English has thirteen subtly different vowels plus four official diphthongs but only five letters to represent them. Gua\spi uses only six easily distinguished vowel sounds, recruiting Y for one of them, and adds some vowel-like sounds which are considered consonants in English. Unfortunately, many regional accents of English turn simple vowels into diphthongs, invalidating the example words given in Table 2 [Pronuncation]. Other accents transform sounds beyond the bounds that a gua\spi speaker can recognize. If you speak with a regional accent, please use the vowel sounds that you can hear on television or radio (American or British will both work). Particularly troublesome examples, rendered with gua\spi letters, are shown in this table:
Standard | Accented English | |
flUte | flIUte | |
bOAt | bAt | (a very closed 'o') |
machIne | machI#n | |
bEd | bAI#d | |
fAtheR | f%thA | (% represents 'a' in ''cat") |
apanese speakers are famous for producing 'l' and 'r' that Europeans cannot distinguish. Chinese has distinct 'l' and 'r' but uses phoneme boundaries different from the European norm, so its speakers also have some trouble being understood. The gua\spi 'l' and 'r' are biased to European norms, and Asian speakers should take special care with these phonemes.
Preliminary experience shows that the errors English-speaking beginners make most often are to interchange 'q' with 'c', 'x' with 'j', and 'i' with 'y'; and to pronounce 'w' as 'oo' (should be 'ng').
Written blanks have no sound, and are optional. In this document a blank usually comes before each word (except in the phrase ''gua\spi"), although in running text it looks nicer to omit blanks before the tone '-'. There is no distinction between upper and lower case. The tones (described next) make punctuation unnecessary. There are no periods at the ends of sentences; however, each sentence start word begins with a glottal stop, written as a colon. This colon is a letter, not a punctuation.
A feature of gua\spi (like Loglan before it, and unlike English) is that writing and speech are isomorphic, that is, each letter has a single phoneme (sound) and each phoneme has a single letter (with trivial exceptions), so that each spoken text can be spelled easily and without ambiguity, and each written text can be read off equally easily.
Grammar by Tones
The job of grammar is to stick words together into phrases.
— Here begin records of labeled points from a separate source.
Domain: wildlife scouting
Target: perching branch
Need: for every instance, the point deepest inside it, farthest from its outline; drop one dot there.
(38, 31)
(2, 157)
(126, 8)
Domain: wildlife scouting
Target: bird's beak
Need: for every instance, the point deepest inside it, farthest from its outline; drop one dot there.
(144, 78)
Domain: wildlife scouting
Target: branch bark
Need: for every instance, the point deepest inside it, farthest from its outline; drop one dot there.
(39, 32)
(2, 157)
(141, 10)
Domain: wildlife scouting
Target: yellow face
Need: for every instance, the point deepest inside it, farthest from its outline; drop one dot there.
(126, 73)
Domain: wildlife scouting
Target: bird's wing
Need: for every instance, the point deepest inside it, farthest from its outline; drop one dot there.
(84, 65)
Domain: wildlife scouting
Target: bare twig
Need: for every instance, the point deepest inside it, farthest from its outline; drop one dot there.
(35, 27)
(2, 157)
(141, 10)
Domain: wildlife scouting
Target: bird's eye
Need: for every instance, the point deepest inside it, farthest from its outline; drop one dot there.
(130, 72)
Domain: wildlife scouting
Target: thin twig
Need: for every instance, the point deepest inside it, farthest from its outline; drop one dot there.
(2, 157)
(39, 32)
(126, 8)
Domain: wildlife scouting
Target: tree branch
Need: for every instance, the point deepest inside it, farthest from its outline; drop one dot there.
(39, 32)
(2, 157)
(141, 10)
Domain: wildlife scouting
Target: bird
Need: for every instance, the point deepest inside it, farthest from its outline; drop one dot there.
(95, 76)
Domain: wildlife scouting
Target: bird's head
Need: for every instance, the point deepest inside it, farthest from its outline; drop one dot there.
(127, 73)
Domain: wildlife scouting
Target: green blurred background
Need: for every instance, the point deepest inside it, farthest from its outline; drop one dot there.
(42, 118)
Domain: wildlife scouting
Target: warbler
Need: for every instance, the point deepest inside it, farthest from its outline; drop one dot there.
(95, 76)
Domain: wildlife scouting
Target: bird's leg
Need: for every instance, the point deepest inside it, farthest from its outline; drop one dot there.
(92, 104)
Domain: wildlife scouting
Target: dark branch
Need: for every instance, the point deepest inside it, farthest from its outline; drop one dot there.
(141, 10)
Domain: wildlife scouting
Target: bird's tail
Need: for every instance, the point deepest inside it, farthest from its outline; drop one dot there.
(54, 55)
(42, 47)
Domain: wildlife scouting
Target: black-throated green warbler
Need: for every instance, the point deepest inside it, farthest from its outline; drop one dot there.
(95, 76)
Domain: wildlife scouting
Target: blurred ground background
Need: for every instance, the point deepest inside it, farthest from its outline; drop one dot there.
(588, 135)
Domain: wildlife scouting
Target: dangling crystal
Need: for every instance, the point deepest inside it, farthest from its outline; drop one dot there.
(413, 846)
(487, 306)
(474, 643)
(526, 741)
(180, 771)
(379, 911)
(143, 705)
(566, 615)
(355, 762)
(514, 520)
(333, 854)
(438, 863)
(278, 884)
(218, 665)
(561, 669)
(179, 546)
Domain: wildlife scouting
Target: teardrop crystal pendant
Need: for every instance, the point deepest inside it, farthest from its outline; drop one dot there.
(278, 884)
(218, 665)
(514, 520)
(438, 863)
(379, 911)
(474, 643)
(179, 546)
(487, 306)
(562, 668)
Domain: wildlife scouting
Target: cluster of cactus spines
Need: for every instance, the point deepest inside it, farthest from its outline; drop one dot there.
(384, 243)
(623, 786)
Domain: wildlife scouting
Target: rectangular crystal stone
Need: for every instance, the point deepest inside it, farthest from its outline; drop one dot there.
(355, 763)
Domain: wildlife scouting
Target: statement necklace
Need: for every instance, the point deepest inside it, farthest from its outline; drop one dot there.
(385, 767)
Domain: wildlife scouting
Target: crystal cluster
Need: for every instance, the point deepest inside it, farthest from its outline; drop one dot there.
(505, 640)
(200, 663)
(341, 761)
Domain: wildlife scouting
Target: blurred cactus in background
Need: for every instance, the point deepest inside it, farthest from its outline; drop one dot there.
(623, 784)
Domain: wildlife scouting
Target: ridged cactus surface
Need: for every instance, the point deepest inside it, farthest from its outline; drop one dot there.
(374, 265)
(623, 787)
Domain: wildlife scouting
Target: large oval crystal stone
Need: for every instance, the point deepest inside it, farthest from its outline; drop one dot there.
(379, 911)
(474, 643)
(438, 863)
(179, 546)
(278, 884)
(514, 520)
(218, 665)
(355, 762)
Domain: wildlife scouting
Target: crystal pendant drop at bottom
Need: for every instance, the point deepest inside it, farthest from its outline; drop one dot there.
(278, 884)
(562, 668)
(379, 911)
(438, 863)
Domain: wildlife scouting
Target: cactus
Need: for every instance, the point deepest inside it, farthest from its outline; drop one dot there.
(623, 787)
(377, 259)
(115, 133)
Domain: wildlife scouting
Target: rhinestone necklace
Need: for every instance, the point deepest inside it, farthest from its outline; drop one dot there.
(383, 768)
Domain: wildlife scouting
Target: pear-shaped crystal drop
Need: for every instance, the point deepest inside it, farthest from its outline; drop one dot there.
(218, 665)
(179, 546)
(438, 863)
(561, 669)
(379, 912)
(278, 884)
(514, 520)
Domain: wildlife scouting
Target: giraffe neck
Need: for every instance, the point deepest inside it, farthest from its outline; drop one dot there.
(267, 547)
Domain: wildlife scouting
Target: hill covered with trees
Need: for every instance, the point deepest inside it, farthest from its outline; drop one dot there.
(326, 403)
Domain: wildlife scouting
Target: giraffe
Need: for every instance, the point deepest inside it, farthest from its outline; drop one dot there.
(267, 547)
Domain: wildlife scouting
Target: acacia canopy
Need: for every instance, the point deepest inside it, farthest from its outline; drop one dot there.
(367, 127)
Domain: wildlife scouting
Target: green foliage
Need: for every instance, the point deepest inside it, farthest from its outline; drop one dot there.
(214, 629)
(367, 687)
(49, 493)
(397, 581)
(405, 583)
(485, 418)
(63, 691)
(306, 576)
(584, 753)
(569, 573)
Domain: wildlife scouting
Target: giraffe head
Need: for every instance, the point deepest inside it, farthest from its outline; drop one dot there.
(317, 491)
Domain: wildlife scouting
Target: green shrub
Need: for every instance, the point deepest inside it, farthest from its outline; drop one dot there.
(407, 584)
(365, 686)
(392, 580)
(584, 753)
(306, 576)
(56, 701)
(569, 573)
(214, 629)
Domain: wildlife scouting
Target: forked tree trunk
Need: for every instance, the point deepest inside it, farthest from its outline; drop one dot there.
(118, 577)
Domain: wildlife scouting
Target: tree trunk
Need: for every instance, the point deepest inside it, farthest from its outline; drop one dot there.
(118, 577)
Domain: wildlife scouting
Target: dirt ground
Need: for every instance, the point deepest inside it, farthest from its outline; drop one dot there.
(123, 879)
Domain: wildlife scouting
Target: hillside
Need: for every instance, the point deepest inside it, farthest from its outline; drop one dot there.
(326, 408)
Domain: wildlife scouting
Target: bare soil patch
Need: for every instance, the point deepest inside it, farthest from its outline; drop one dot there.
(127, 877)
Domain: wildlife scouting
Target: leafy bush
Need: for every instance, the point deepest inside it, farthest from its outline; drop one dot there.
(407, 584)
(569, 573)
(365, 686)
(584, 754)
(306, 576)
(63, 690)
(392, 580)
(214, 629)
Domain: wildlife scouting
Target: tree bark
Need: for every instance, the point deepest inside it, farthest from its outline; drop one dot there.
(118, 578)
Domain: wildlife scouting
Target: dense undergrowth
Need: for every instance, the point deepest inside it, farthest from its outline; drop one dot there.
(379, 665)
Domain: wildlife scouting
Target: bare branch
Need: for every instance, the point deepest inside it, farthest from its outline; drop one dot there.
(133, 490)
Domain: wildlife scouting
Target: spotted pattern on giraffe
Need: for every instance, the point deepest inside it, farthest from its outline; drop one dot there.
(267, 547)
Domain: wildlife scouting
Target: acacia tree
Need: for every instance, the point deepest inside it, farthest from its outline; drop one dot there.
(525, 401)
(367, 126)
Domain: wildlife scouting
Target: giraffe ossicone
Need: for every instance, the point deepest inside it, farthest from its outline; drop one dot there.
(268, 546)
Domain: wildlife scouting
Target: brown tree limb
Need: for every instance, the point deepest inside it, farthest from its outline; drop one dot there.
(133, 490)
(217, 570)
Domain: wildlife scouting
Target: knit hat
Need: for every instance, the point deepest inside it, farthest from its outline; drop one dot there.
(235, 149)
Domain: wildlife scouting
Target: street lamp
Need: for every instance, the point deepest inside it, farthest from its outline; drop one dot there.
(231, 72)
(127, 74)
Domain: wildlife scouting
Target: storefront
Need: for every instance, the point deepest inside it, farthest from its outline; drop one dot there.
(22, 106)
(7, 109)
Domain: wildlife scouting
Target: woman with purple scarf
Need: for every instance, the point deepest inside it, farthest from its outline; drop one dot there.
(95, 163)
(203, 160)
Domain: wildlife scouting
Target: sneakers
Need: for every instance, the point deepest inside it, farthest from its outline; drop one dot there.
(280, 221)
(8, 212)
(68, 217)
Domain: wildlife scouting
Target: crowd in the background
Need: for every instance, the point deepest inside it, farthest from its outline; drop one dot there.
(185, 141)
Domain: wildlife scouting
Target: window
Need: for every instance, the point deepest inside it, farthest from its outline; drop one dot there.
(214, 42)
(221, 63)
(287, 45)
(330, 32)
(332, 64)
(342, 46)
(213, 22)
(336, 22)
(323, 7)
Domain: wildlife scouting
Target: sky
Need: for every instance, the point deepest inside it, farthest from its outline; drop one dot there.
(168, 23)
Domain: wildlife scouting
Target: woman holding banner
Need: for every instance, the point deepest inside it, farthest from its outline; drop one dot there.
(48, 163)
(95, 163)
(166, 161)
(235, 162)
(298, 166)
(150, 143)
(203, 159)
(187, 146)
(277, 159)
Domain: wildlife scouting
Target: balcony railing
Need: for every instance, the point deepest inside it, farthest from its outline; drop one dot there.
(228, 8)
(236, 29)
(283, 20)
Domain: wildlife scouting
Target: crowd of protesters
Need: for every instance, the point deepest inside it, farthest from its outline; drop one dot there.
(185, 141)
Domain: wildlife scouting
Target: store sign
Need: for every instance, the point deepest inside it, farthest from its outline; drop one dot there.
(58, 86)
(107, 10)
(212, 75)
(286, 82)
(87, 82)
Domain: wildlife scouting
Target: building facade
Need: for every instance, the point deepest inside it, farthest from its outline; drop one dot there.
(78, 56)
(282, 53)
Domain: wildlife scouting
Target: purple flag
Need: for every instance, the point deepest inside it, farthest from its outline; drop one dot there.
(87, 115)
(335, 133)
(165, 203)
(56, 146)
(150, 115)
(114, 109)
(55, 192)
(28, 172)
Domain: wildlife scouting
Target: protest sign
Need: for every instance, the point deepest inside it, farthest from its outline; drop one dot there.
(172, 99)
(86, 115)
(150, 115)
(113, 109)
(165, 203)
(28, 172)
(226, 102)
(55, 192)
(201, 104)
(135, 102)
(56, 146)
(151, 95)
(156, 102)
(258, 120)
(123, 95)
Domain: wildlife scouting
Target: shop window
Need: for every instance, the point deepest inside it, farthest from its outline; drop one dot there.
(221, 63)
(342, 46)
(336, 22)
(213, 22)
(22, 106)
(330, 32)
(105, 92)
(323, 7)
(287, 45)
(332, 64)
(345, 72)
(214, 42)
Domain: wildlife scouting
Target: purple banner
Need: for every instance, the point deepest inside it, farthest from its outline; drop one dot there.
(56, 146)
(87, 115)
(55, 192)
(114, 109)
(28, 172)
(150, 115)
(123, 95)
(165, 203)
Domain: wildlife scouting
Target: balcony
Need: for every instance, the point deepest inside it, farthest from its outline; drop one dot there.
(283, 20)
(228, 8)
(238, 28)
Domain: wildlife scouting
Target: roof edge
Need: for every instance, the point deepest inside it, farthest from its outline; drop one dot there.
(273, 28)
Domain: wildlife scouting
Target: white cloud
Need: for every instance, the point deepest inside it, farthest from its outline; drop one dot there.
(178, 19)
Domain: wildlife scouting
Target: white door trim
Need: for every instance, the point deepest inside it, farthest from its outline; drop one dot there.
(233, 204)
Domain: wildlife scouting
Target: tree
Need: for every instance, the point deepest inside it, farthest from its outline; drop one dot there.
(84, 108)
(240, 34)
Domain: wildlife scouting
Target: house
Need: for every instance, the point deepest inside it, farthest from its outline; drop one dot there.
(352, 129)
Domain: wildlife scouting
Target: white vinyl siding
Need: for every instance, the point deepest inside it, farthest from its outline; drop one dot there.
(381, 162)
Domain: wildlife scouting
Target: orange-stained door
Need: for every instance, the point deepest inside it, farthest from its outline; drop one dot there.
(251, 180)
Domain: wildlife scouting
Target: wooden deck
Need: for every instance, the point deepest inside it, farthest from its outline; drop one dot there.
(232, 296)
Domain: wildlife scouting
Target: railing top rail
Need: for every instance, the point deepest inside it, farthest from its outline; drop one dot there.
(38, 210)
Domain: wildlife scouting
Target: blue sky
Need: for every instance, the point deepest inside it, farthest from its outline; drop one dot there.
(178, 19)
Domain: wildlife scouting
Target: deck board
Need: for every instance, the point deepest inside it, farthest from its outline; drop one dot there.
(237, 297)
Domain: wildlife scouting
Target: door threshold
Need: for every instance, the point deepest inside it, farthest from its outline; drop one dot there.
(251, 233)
The grammar does not support meaning of any kind --- no tenses, no possessives, no nouns, no verbs. These ideas are handled at the organizational and semantic levels, using the grammar as a foundation. Like its morphology, the grammar of gua\spi is nearly minimal.
Parse Tree
The grammar is stated in Backus-Naur form in Section [Backus]. For grammatical purposes there is only one kind of phrase (though distinctions are made at the organizational level), but words have five categories: the two words ''fu" and ''fi", sentence start words, other prefixes, and everything else. The main part of a phrase is a sequence of one or more words collectively called the ''phrase predicate"; any prefixes in this must come first. After any of the prefixes or after the whole predicate the sub-phrases are interspersed. They, of course, have their own prefixes, predicates and sub-phrases.
Let us understand phrases with the help of the example in the following figure, showing the ''parse tree" of a simple sentence. The root phrase is at the top; parse trees grow upside down. Sub-phrases with their own predicates come at the next lower level. These in turn may have their own sub-phrases. Each phrase is at a certain level and it attaches to the most recent phrase at the next higher level. The tones (see Table 4 [Tones]) show the level of each word relative to the one before it.